There is no doubt about Ms Cudjoe’s guilt. She herself pleaded guilty to stealing a purse and running off with it. For this, Magistrate Indra Ramoo-Haynes sentenced her to seven months simple imprisonment. In sparing her the full penalty of 18 months in jail, the magistrate had taken into account the fact that Ms Cudjoe has three children of ages six, four and one, and was a first-time offender.
Public emotions have, however, been stirred by other facts as well. In addition to a prompt apology to her victim, Ms Cudjoe begged for mercy on the grounds that when she grabbed the purse from a fellow passenger in a taxi, she was at her wit’s end over how she was going to feed her children that night. For them, as well as other members of the national community, the cruellest cut of all is the separation of the children from a mother driven to desperation on their behalf.
Neighbours interviewed by the Express after the sentencing described Ms Cudjoe as a good mother who, in the absence of her children’s father, has been devoted to doing the best she could for them. At the shack that is their home at Friendship Village near Ste Madeleine, Express journalist Richard Charan saw the evidence of a mother trying to hold body and soul together for her children in the midst of deep poverty. That she resorted to stealing in doing so has been accepted by them as a misdeed committed in a moment of sheer desperation.
Michelle Cudjoe’s case has also moved several civic-minded attorneys who have stepped forward to volunteer their expertise for an appeal against the sentence.

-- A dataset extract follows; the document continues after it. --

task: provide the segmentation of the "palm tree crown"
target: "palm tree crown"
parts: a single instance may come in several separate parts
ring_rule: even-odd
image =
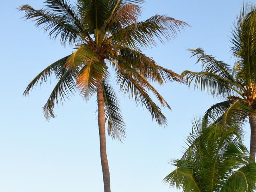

At a time when so many pillars of society are collapsing in the dust of hubris and outright wrong-doing, such responses serve to restore some of our damaged faith in the goodness of our people.
Desperate or not, Michelle Cudjoe was wrong to victimise an innocent person. But neither the law nor the rest of us can look away and allow her to be judged in abstraction. Above all, the law is designed to keep order and to deliver justice.
While we do not intend to pre-judge Ms Cudjoe’s appeal, we do hope that in this matter involving a repentant mother, the law and the services provided for looking after the best interest of children and supporting single mothers will somehow manage to work together to bring this matter to optimum resolution.
If there’s anything good to come out of the jailing of Michelle Cudjoe it is that it has shone a light into the desperate lives of single mothers without an income. That is a reality we simply cannot afford to look away from.